What are some problems of Word2Vec algorithm?
- Word ordering: the mapping of one-hot encoding to some dense representation (what Word2Vec does) still have the same problems like the one-hot encoding (excluding the sparsity problem):
- Ordering of words matter: “it was not good, it was actually quite bad” vs “it was not bad, it was actually quite good”
- Different meanings of the same words (vector doesn’t change based on the context)
- What happens if there is a out-of-vocabulary (OOV) word?

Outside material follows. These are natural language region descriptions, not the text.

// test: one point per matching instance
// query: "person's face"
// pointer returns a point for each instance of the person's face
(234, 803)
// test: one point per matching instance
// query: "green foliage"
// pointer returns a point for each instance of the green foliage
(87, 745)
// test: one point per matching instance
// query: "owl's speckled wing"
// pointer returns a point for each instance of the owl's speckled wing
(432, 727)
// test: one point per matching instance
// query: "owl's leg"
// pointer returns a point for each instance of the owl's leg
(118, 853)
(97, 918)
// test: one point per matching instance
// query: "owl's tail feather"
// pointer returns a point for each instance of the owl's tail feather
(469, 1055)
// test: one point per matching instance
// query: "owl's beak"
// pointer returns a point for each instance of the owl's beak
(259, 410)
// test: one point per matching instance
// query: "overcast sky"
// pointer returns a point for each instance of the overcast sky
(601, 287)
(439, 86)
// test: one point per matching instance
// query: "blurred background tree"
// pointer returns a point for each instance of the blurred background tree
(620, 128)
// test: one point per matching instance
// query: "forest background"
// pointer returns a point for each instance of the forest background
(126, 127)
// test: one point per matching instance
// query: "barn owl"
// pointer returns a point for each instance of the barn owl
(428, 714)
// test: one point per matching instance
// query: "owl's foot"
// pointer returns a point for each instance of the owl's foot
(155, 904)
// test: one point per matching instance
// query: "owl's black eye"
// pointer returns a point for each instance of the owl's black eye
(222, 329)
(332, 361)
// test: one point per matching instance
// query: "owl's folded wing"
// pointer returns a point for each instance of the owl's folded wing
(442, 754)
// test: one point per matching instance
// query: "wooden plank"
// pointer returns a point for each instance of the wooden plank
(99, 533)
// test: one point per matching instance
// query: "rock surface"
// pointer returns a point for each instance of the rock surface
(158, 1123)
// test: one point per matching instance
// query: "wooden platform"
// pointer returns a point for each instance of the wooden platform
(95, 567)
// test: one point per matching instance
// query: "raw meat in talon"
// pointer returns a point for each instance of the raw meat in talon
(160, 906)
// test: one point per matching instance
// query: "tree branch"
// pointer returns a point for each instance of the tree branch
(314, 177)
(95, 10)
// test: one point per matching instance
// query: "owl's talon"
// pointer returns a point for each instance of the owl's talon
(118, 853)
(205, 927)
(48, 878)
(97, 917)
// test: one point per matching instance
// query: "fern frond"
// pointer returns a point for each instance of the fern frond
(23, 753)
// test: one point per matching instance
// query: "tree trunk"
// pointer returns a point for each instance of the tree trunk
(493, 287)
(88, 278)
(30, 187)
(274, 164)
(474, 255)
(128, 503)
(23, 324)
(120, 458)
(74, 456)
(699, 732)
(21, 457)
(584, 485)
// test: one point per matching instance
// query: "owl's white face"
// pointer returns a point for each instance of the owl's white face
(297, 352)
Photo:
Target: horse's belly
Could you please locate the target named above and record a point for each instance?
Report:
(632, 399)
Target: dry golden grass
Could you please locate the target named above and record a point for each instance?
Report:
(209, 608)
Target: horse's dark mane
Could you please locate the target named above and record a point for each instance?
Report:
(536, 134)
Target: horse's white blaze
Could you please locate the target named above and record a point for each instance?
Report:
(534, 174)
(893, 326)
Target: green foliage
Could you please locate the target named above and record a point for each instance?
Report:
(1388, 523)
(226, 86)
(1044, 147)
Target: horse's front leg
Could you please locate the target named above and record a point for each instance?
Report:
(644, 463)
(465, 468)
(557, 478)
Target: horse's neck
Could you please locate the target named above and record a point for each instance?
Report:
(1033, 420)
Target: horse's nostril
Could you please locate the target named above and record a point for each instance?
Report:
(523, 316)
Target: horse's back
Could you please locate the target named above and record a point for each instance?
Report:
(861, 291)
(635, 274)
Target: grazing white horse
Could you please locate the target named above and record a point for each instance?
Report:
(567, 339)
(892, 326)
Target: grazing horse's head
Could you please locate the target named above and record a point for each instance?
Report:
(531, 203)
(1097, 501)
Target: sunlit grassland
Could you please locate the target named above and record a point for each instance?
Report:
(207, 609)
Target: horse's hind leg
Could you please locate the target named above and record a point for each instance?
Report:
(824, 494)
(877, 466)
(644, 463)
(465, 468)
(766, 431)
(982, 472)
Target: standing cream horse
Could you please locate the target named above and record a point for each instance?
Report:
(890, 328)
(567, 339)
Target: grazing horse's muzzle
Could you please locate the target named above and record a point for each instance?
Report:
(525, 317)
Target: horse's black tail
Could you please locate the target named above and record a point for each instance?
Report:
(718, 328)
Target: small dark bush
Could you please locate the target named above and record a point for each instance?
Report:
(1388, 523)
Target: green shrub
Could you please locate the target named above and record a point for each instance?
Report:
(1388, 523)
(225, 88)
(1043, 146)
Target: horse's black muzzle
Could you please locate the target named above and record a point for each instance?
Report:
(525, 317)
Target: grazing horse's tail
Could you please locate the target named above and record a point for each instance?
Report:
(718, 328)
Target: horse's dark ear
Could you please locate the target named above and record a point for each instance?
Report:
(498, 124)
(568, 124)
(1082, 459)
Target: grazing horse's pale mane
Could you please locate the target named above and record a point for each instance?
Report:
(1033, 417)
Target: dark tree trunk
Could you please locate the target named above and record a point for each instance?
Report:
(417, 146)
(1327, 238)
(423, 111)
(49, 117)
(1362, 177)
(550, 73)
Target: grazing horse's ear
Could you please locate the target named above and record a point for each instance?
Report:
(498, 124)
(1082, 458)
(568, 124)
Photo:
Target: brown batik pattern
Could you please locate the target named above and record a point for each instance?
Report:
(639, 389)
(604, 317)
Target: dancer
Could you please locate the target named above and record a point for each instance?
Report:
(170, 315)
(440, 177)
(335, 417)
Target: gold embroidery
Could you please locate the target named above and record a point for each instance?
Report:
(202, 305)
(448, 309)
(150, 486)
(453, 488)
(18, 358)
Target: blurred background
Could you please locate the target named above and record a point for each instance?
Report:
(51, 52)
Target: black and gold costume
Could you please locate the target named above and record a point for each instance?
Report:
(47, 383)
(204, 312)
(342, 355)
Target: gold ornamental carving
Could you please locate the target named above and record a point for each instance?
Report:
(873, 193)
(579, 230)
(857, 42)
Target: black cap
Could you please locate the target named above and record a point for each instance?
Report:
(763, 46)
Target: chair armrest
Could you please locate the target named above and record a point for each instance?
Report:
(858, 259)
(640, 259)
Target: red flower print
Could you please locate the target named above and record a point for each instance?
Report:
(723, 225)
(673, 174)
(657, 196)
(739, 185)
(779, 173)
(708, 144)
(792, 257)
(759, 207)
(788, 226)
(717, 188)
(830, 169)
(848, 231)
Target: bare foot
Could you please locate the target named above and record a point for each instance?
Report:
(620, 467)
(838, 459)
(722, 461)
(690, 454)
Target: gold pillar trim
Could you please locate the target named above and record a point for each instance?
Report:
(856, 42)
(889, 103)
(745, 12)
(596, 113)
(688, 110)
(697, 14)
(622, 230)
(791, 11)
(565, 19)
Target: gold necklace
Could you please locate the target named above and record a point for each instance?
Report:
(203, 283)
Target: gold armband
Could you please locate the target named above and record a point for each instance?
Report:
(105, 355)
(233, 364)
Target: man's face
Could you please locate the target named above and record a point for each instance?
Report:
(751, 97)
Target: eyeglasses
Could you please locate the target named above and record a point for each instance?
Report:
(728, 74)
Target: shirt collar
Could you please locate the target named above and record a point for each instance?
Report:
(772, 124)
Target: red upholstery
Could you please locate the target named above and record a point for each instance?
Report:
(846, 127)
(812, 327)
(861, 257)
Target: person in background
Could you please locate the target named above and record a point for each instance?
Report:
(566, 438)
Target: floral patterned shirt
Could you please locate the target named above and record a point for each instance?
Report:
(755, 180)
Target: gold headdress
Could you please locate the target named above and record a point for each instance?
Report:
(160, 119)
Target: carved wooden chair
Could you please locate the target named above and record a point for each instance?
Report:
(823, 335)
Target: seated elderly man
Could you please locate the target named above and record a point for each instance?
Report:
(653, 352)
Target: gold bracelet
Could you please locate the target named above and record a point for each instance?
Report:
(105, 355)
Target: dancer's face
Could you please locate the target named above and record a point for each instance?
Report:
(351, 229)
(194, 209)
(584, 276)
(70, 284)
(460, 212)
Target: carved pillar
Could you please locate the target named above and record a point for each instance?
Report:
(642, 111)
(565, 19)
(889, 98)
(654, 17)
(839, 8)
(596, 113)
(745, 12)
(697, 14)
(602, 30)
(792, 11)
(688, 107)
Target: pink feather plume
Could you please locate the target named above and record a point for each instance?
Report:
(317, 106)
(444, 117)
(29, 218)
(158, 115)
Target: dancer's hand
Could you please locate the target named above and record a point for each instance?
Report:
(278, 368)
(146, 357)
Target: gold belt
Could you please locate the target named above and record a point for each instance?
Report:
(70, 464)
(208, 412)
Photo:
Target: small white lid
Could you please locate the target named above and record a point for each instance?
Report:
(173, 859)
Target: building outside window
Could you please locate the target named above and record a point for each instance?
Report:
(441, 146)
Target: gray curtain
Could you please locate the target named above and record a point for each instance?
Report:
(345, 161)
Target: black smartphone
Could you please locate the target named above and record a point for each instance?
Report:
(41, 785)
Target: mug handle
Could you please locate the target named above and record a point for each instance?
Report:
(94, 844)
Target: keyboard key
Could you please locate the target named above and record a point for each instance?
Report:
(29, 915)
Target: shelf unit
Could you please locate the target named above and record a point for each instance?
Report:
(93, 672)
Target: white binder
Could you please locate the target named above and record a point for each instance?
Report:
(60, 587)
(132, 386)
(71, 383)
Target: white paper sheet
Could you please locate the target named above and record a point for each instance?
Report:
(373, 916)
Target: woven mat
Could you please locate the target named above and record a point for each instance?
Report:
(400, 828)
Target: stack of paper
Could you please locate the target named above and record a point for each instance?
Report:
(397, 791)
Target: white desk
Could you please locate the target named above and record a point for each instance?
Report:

Explain Word2Vec algorithm
We have a neural network with 1 hidden later to predict words. The input word is encoded using one-hot encoding. The output layer should predict the next word in a sequence, but we don’t care about that in this algorithm, we care about the hidden layer. By training this NN, the hidden layer should train how to make an abstraction of an input word using less neurons (values). So instead of one-hot encoding vector (size of the vocabulary), the hidden layer will have 100-300 neurons (values) which NN will learn how to ‘map’ one hot encoding to some lower-dimension representation.
What is query expansion?
It is a way to expand the search query with similar words. This can be done with word embeddings. We can find the similar words (vectors close to some other vector) and append them to the query.
sample -> example, sampling
query -> inquire, question
How can CNNs be used with word embeddings?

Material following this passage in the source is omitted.